Section 6. Representations and Warranties of the Lender. The Lender hereby represents and warrants to the Company that:
(a) Authorization. This Agreement constitutes the Lenders valid and legally binding obligation, enforceable in accordance with its terms, except as may be limited by (i) applicable bankruptcy, insolvency, reorganization, or similar laws relating to or affecting the enforcement of creditors rights and (ii) laws relating to the availability of specific performance, injunctive relief or other equitable remedies. The Lender represents that it has full power and authority to enter into this Agreement.
(b) Purchase Entirely for Own Account. The Lender acknowledges that this Agreement is made with the Lender in reliance upon the Lenders representation to the Company that the Notes and shares of Common Stock issuable upon conversion of the Notes (collectively, the Securities) will be acquired for investment for the Lenders own account, not as a nominee or agent, and not with a view to the resale or distribution of any part thereof, and that the Lender has no present intention of selling, granting any participation in, or otherwise distributing the same. By executing this Agreement, the Lender further represents that the Lender does not have any contract, undertaking, agreement or arrangement with any person to sell, transfer or grant participations to such person or to any third person, with respect to the Securities.
(c) Disclosure of Information. The Lender acknowledges that it has received all the information it considers necessary or appropriate for deciding whether to acquire the Securities. The Lender further represents that it has had an opportunity to ask questions and receive answers from the Company regarding the terms and conditions of the offering of the Securities.

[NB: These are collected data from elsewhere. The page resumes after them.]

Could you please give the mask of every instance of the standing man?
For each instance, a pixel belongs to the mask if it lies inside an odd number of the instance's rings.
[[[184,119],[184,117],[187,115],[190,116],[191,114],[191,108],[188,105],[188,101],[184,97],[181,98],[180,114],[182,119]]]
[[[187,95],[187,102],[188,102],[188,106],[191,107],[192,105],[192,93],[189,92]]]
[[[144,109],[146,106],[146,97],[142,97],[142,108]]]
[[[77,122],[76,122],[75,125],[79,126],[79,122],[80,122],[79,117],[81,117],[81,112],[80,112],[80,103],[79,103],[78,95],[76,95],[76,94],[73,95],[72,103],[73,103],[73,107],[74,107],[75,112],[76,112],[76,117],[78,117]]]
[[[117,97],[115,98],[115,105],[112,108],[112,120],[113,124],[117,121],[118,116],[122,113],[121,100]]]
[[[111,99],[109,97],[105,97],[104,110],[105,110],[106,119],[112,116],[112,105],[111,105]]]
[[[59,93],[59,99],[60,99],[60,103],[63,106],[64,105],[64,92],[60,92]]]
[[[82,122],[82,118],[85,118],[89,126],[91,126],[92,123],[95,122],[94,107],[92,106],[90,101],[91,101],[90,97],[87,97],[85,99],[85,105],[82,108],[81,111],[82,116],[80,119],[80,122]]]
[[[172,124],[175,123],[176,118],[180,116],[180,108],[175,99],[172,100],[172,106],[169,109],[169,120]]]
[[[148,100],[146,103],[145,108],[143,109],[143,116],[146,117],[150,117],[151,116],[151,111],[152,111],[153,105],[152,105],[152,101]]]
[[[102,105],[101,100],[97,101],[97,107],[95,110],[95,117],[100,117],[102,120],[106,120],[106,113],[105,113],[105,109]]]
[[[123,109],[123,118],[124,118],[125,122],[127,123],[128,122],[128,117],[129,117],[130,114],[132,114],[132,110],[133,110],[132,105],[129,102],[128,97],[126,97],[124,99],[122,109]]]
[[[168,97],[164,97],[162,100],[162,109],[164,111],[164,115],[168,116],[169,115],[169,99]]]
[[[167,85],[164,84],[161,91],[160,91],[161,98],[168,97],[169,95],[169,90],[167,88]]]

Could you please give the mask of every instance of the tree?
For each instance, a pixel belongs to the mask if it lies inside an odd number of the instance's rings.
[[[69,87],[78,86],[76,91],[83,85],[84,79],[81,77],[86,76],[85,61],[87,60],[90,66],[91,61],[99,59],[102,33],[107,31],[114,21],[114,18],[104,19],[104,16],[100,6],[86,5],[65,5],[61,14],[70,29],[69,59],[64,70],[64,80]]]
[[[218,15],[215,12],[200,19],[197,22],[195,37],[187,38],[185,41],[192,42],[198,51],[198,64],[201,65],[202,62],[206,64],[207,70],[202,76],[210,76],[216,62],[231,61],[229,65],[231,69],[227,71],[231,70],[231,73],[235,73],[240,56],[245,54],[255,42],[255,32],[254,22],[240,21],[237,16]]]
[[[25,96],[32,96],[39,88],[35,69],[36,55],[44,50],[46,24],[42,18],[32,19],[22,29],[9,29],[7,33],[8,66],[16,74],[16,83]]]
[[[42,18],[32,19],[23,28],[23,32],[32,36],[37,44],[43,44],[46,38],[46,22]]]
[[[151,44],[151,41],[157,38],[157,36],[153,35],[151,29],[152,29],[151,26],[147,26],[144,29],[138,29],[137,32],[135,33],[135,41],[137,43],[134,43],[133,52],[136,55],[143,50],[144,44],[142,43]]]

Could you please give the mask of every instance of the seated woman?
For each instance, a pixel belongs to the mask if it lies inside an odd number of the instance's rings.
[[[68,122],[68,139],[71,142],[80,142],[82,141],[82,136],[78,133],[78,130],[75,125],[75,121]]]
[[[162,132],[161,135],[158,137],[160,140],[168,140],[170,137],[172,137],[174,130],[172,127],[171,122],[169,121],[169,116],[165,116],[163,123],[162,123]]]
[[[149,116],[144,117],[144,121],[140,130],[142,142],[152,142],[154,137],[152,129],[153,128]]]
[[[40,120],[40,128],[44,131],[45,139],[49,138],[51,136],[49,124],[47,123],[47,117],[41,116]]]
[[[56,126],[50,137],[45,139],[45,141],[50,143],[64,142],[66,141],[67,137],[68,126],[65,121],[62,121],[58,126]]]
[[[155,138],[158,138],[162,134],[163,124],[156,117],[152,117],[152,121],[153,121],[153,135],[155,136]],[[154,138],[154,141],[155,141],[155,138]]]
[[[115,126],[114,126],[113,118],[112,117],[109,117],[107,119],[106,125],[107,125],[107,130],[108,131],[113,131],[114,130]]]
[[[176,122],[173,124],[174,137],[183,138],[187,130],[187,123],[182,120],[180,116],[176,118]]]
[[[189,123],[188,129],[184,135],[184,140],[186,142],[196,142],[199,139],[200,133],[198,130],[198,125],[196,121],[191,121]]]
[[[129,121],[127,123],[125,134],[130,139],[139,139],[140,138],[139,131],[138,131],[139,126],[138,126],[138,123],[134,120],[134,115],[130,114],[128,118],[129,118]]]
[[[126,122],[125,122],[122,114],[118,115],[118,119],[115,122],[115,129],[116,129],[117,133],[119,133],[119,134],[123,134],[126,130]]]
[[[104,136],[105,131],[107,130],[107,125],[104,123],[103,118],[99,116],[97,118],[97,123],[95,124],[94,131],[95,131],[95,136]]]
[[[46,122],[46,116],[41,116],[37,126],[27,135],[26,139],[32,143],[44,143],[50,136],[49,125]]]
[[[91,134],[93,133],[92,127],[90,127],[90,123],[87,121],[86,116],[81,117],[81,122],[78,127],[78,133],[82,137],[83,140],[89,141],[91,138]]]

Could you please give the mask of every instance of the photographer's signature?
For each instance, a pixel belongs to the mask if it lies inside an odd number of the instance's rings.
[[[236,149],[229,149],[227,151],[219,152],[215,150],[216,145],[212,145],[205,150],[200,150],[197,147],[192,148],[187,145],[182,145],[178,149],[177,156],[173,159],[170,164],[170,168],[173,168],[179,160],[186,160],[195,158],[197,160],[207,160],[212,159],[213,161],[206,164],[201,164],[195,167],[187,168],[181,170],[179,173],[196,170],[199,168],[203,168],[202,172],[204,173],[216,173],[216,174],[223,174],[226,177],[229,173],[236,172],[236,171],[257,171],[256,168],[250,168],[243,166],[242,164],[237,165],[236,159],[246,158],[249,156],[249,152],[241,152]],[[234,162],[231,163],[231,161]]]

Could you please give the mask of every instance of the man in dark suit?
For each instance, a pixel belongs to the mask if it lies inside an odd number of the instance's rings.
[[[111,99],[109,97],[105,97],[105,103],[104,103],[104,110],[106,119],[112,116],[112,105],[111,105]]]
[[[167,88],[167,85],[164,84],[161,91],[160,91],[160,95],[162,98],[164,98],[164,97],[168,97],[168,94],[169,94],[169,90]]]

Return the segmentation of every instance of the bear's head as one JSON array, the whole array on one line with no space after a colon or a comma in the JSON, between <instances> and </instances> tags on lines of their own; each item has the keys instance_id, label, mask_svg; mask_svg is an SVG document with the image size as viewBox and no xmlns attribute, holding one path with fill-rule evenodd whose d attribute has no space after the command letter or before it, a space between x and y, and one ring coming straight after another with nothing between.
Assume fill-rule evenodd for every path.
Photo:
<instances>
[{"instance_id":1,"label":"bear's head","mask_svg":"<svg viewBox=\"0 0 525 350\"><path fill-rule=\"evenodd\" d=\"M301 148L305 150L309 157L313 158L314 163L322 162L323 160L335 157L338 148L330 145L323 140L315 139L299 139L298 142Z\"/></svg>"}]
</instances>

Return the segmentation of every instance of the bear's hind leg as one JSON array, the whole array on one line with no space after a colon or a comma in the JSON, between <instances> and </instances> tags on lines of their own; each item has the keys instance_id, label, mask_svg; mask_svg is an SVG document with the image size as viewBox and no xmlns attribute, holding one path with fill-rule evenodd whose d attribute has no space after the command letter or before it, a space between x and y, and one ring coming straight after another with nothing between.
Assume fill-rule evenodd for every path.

(d) Investment Experience. The Lender is able to fend for itself, can bear the economic risk of its investment and has such knowledge and experience in financial or business matters that it is capable of evaluating the merits and risks of the investment in the Securities.
(e) Accredited Investor. The Lender is an accredited investor within the meaning of Rule 501 of Regulation D of the Securities and Exchange Commission (the SEC), as presently in effect.
(f) Restricted Securities. The Lender understands that the Securities are characterized as restricted securities under the federal securities laws inasmuch as they are being acquired from the Company in a transaction not involving a public offering and that under such laws and applicable regulations such securities may be resold without registration under the Act only in certain limited circumstances. Each Lender represents that it is familiar with SEC Rule 144, as presently in effect, and understands the resale limitations imposed thereby and by the Act.